İmam-ı Rabbani hazretleri buyurdu ki:
Bir memur bile, âmirinin verdiği emirlerin sebebini soramaz. Nerede
kaldı ki, bir kul, Allahü teâlânın işlerinin hikmetini sorabilsin?
Bütün insanları Cehenneme koyup sonsuz azap yapsaydı, kimin bir şey
söylemeye hakkı olabilirdi; çünkü kendi yarattığı mülkünü kullanıyor.
Başkası yok ki, onun mülküne tecavüz olsun ve buna zulüm denebilsin?

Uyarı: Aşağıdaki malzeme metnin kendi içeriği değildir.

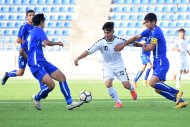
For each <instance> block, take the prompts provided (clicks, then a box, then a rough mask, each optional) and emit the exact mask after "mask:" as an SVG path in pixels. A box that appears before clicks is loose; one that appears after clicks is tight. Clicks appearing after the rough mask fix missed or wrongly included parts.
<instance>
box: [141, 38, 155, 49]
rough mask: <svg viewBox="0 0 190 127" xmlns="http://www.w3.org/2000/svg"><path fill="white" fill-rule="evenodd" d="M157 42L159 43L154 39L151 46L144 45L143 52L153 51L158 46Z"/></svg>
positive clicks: (151, 44)
mask: <svg viewBox="0 0 190 127" xmlns="http://www.w3.org/2000/svg"><path fill="white" fill-rule="evenodd" d="M157 42H158V39H157V38H154V37H152V39H151V42H150V44H144V45H143V50H145V51H151V50H153V49H154V47H155V46H156V44H157Z"/></svg>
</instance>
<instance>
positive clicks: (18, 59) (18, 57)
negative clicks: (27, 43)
mask: <svg viewBox="0 0 190 127" xmlns="http://www.w3.org/2000/svg"><path fill="white" fill-rule="evenodd" d="M34 15H35V12H34V10H28V11H27V12H26V19H27V22H25V23H24V24H23V25H22V26H21V27H20V29H19V32H18V36H17V40H16V42H17V43H19V44H20V45H22V43H23V42H24V41H25V40H26V39H27V37H28V36H29V34H30V32H31V30H32V29H33V24H32V18H33V16H34ZM26 64H27V59H26V58H25V57H24V56H23V55H21V54H19V57H18V65H19V69H18V70H13V71H11V72H5V74H4V77H3V78H2V82H1V84H2V85H5V83H6V81H7V80H8V78H9V77H16V76H22V75H23V74H24V71H25V68H26ZM40 87H41V88H42V87H44V84H42V83H40Z"/></svg>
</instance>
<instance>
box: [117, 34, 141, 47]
mask: <svg viewBox="0 0 190 127" xmlns="http://www.w3.org/2000/svg"><path fill="white" fill-rule="evenodd" d="M141 37H142V36H141V35H137V36H134V37H132V38H130V39H129V40H127V41H126V42H124V43H121V44H118V45H116V46H115V48H114V50H115V51H121V50H122V49H123V48H124V47H125V46H126V45H129V44H132V43H136V42H135V41H136V40H138V39H140V38H141Z"/></svg>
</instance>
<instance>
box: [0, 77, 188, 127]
mask: <svg viewBox="0 0 190 127" xmlns="http://www.w3.org/2000/svg"><path fill="white" fill-rule="evenodd" d="M68 83H69V86H70V90H71V94H72V96H73V98H74V100H78V98H79V97H78V96H79V92H80V91H81V90H83V89H88V90H90V91H91V92H92V97H93V100H92V101H91V102H90V103H87V104H84V105H83V106H81V107H80V108H77V109H75V110H72V111H68V110H67V108H66V103H65V100H64V97H63V95H62V94H61V92H60V89H59V86H58V85H57V86H56V88H55V89H54V91H52V92H51V93H50V94H49V96H48V98H47V99H46V100H42V102H41V104H42V110H41V111H37V110H36V109H35V108H34V106H33V103H32V101H31V96H32V95H33V94H35V93H37V92H38V90H39V86H38V82H37V81H36V80H23V79H9V80H8V82H7V83H6V85H5V86H0V127H147V126H148V127H189V126H190V108H189V107H188V106H187V107H186V108H183V109H175V108H174V107H175V103H174V102H170V101H168V100H166V99H165V98H162V97H161V96H159V95H157V94H156V93H155V92H154V91H153V89H152V88H150V87H144V86H142V84H141V81H140V82H139V86H138V88H137V93H138V100H137V101H133V100H131V97H130V94H129V91H128V90H125V89H124V88H123V87H122V85H121V84H120V83H119V82H118V81H115V82H114V87H115V88H116V90H117V92H118V95H119V97H120V98H121V100H122V101H123V105H124V107H123V108H121V109H116V108H113V106H114V104H115V103H114V102H113V101H112V99H110V97H109V96H108V94H107V89H106V88H105V86H104V84H103V81H102V80H80V81H79V80H72V81H68ZM167 83H168V84H169V85H171V86H174V81H168V82H167ZM181 90H182V91H184V95H183V98H184V99H186V101H187V102H190V98H189V97H190V82H189V81H182V88H181Z"/></svg>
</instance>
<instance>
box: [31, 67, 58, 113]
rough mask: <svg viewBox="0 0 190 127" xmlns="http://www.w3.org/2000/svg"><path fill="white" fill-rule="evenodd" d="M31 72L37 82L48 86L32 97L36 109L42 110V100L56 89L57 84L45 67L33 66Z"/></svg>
mask: <svg viewBox="0 0 190 127" xmlns="http://www.w3.org/2000/svg"><path fill="white" fill-rule="evenodd" d="M30 70H31V72H32V74H33V76H34V77H35V78H36V79H37V80H39V81H40V82H42V83H44V84H46V85H47V87H46V88H44V89H41V90H40V91H39V92H38V93H37V94H36V95H33V96H32V99H33V102H34V105H35V107H36V108H37V109H38V110H41V105H40V100H41V99H42V98H46V97H47V96H48V94H49V92H51V91H52V90H53V89H54V87H55V83H54V81H53V80H52V78H51V77H50V75H49V74H48V73H47V72H46V71H45V69H44V67H43V66H31V67H30Z"/></svg>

İnsanların kullandığı her mülk, hakikatte Allahü teâlânındır. Bu
mülkleri, bunların asıl sahibi olan cenab-ı Hakkın izin verdiği kadar
kullanmak gerekir. (1/266)
Allahü teâlâ, hayvanlara akıl vermemiştir. Bunun için de, onlara
hiçbir şeyi yasak etmemiş, dilediklerini yiyip içmekte, diledikleri
gibi yatıp kalkmakta serbest bırakmıştır. Onları yaptıkları işlerden
sorumlu tutmamıştır. Eğer insanları da böyle hayvanlar gibi serbest
bıraksaydı, kötülükten, karışıklıktan başka bir şey olmazdı. Hayvanlar,
insanların yaptığı işlerin hikmetini anlayamazlar. Çok aciz olan bir
insan da, her şeyi yoktan yaratan Rabbimizin işlerindeki hikmeti nasıl
anlar?
Allahü teâlâ, adaleti emretmiş, adaletin zıddı olan zulmü haram
kılmıştır. Bu hususta birçok ayet-i kerimeler vardır. Birkaçı mealen
şöyle:
(Allah, insanlar arasında, adaletle hükmetmenizi emreder.) [Nisa 58]
(Allah, adalet yapmanızı, ihsan etmenizi ve [muhtaç olan] akrabaya
vermenizi emredip, fuhştan, münkerden [her çeşit kötülükten] ve
zulümden nehyeder.) [Nahl 90]
(Ey iman edenler, bir millete olan öfkeniz, sizi adaletsizliğe sürüklemesin, adil olunuz!) [Maide 8]
Cenab-ı Hak, genelde işlerinin hikmetini bildirmemiştir. Bu hikmeti
aklımızla anlamak mümkün olmaz; çünkü aklın belli bir sahası vardır.
Bunun dışındakileri ölçmeye, anlamaya gücü yetmez. Akıl bir kararda
kalmaz. Herkesin aklı birbirine uymaz. En akıllı sanılan kimse bile,
mütehassısı olduğu dünya işlerinde yanılabilir. Nerde kaldı ki, din
işlerindeki hikmetleri çözebilsin?
dinler tarihi...
__________________ O halde yüzünü, Allah'ı bir tanıyarak dine, Allah'ın insanları üzerine yaratmış olduğu fıtratına doğrult. Allah'ın yaratışında değişiklik bulunmaz. Dosdoğru din budur. Fakat insanların çoğu bilmezler.